File Name Description
index.html Includes all screens needed for logged-out users, including registration, login, account merging, password reset, and email verification.
edit-profile.html Includes all screens accessible by logged-in users for profile management functionality.

Scripts Folder

Two scripts are also included as part of the reference implementation and referenced on both of the HTML pages.

File Name Description
janrain-init.js Includes JavaScript settings and events needed to load the Registration UI. Some settings, such as the ones linking the integration to your application, are required. Other settings for things such as locale, styling options, or enabling Single Sign-on are optional. Sample event handlers are included to handle navigation through the reference implementation based on whether the user is logged in with a valid access token. Additional settings and events are documented on the Registration JavaScript API page.
janrain-utils.js Optional JavaScript functions useful for troubleshooting and debugging during integration, such as logging Janrain events in the console or displaying the currently-loaded flow version.

Styles Folder

Two CSS files are also included as part of the reference implementation. These files do not have to be used, but they provide a starting point for modification and extension as you apply your own styles to the Janrain Registration UI.

File Name Description
janrain.css A baseline stylesheet containing Janrain’s default styling for buttons, fields, text, and other elements that may appear in the Registration UI. This file is included in the array for janrain.settings.capture.stylesheets in janrain-init.js, which loads it after all other stylesheets are loaded from the Janrain platform so that default styles are overridden.
janrain-mobile.css A stylesheet extending the janrain.css file to optimize the Registration UI for mobile devices. This file is included in the array for janrain.settings.capture.mobileStylesheets, which should be placed after the stylesheets setting so any styling loaded from that file is overridden for Mobile.

Configuration Acceptance Testing

Configuration Acceptance Testing is a separate process from end-to-end integration testing and user acceptance testing. The objective is to confirm that any configurations made by Janrain have been completed as agreed upon in any configuration documentation the customer approved during the requirements gathering phase. This testing is completed by the customer at the Janrain-hosted reference implementation.

Janrain provides a set of standard test cases for 20+ use cases along with with step-by-step test actions and their expected results. Custom test cases will also be provided for any custom requirements agreed upon in the configuration documentation.

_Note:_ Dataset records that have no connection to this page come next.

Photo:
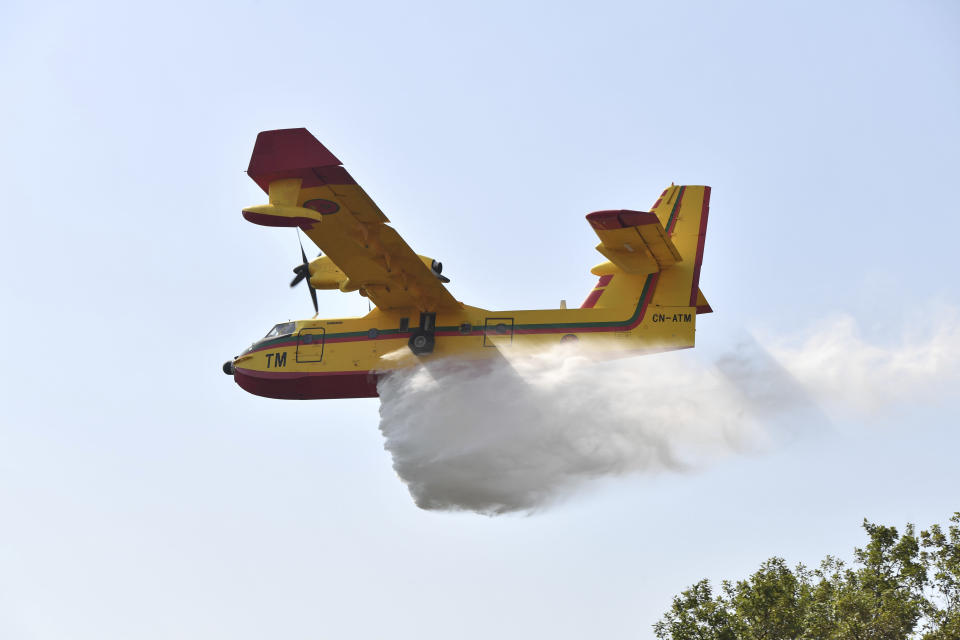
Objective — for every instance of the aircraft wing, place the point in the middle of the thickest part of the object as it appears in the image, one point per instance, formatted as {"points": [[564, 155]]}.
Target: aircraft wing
{"points": [[310, 189]]}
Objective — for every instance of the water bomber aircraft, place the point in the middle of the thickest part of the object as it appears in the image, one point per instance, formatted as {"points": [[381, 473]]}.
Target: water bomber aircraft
{"points": [[647, 298]]}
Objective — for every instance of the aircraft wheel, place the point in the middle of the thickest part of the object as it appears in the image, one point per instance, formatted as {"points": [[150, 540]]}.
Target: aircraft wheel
{"points": [[421, 342]]}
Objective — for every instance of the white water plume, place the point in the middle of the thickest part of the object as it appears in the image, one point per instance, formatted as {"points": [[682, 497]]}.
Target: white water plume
{"points": [[518, 434]]}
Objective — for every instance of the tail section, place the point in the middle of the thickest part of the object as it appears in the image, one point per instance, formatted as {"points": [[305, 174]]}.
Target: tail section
{"points": [[663, 248]]}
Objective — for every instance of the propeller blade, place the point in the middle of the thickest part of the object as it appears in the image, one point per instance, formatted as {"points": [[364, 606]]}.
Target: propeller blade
{"points": [[313, 296], [297, 278], [303, 272], [303, 253]]}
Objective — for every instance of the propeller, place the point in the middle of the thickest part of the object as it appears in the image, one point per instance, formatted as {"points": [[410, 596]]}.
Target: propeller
{"points": [[437, 267], [302, 272]]}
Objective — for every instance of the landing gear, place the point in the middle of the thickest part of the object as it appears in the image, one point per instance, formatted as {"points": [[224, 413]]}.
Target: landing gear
{"points": [[422, 338], [421, 342]]}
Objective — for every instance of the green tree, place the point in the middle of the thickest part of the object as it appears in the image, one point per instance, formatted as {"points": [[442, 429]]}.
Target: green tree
{"points": [[900, 586]]}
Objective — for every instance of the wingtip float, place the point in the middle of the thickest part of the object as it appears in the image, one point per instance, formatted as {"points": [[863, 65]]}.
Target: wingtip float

Configuration Acceptance Testing may cover the following types of activities:

  • Verify that the correct fields are shown on each screen (social registration, traditional registration, edit profile, and so on).
  • Verify that the correct validations are applied to each field (length, format, requiredness, and so on).
  • Verify that any select menus include the correct options.
  • Verify that the correct field labels and error messages are displayed in each language.
  • Verify that the new records are created with all of the necessary data captured by checking in the Console.
  • Verify social and traditional login work as expected for existing records.
  • Verify that any post-login screens are displayed as expected (gating based on age, email verification, acceptance of legal terms, and so on).
  • Verify that data is updated correctly from the edit profile screen.

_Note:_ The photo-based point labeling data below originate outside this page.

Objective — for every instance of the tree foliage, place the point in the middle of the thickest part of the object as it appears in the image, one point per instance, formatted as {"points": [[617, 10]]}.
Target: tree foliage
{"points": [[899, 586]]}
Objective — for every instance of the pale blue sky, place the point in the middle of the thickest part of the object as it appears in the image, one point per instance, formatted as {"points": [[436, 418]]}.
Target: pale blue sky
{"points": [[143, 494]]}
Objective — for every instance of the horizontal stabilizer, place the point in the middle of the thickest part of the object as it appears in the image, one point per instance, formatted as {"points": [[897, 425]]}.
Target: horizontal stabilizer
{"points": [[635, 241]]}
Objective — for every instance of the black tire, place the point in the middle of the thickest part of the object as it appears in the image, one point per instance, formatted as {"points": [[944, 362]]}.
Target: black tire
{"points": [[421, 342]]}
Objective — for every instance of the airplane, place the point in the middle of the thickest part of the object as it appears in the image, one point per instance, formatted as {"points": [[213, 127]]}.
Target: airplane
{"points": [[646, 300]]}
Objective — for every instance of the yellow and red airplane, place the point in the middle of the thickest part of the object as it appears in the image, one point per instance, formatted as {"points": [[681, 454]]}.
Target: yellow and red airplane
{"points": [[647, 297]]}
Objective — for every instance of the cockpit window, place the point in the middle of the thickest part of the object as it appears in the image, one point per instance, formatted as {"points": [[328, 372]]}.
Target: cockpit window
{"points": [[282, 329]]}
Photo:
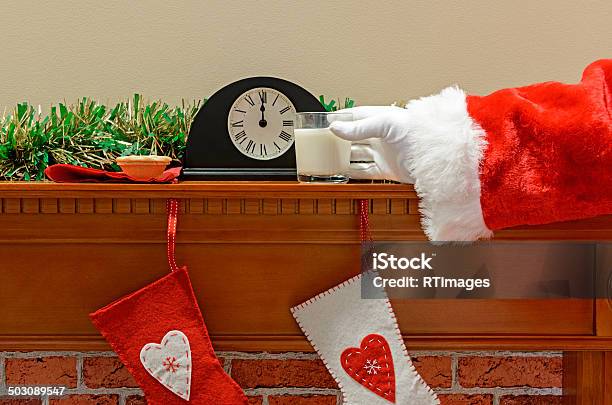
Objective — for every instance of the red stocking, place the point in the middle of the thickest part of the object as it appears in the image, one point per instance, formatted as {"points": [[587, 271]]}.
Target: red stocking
{"points": [[159, 334]]}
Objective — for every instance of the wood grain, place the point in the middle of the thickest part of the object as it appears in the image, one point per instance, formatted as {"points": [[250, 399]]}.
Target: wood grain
{"points": [[254, 250]]}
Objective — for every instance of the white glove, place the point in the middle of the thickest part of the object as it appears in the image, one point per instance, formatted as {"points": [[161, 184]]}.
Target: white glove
{"points": [[380, 142]]}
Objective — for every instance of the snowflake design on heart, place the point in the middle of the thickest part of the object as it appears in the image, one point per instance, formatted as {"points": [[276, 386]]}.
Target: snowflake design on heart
{"points": [[372, 366], [170, 364]]}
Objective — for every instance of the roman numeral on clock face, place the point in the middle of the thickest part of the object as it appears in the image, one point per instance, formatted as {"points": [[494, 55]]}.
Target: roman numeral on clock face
{"points": [[285, 136]]}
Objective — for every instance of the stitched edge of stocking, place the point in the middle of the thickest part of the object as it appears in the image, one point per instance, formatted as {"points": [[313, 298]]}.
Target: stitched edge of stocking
{"points": [[351, 280]]}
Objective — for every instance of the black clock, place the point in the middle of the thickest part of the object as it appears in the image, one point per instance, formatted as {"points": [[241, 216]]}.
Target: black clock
{"points": [[245, 131]]}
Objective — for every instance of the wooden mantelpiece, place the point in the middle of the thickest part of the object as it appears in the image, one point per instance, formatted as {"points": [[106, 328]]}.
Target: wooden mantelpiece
{"points": [[254, 250]]}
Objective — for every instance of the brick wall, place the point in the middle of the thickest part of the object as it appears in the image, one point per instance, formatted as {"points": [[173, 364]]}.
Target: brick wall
{"points": [[487, 378]]}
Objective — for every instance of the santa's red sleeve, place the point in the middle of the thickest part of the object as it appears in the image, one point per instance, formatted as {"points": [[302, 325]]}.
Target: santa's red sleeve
{"points": [[527, 155]]}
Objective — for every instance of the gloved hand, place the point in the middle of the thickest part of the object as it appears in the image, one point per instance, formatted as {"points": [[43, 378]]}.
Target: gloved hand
{"points": [[380, 137]]}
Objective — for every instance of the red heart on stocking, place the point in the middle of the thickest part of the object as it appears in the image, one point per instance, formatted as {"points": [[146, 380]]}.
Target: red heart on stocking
{"points": [[371, 365]]}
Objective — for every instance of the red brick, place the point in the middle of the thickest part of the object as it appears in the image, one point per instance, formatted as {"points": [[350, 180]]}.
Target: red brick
{"points": [[435, 370], [531, 400], [106, 372], [303, 400], [56, 371], [464, 399], [86, 400], [281, 373], [19, 401], [135, 400], [538, 372]]}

Because all styling and screen layout will be controlled on the customer’s site, Configuration Acceptance Testing should not cover the following types of activities:

  • Styling/layout of the widget.
  • Client-side functions for validation or navigation.
  • Client-side content gating.
  • HTML-controlled messaging/navigation on the reference implementation.

Configuration Acceptance Testing may start off with a screenshare for the Janrain project team to demonstrate that the reference implementation matches the configuration documentation and satisfies the test cases. The customer will either confirm acceptance of the configuration or provide Janrain with a list of specific changes needed to satisfy the configuration requirements. Once the follow-up items are completed, the project team will notify the customer for final testing and approval.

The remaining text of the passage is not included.